Illustrations by Chris Hammond for Sense and Sensibility

Object name: Original illustrations by Chris Hammond for Sense and Sensibility (1899)

Object number: CHWJA:JAH423.1 – 12

Category: Objects

Description: A collection of twelve original pen and ink drawings, illustrating scenes in Sense and Sensibility.

Made: 1899

Context: Chris (Christiana) Hammond (1860-1900) is best known for her work illustrating classic works of fiction.

This set of drawings was prepared for a lavishly illustrated edition of Sense and Sensibility published by George Allen & Co in 1899. Hammond also illustrated an edition of Emma, and Pride and Prejudice before her early death. She hand-drew the title page in the style of Hugh Thomson’s Peacock edition, but much of her vision was refreshing and new.

Like Jane Austen, Chris Hammond never married and lived with her sister, also an artist. As a woman working in a predominantly male industry, she abbreviated her name to help her to secure work – a successful ploy, as she went on to become one of the most productive illustrators of the 1890s.
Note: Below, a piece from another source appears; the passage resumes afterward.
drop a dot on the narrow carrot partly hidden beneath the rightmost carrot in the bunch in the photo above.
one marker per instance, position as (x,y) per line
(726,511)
These illustrations have a surprising history. They are part of a set of 12 pen and ink drawings for Sense and Sensibility that were discovered in an attic in New Zealand in 2017, having lain there undisturbed for some 50 years. They came to light in a family archive belonging to the late Revd Arthur Stanley Moffatt.

Credit: Acquired in 2018 with the generous assistance of the Jane Austen Society Jane Austen 250 Fund; formerly the property of the late Revd Arthur Stanley Moffatt.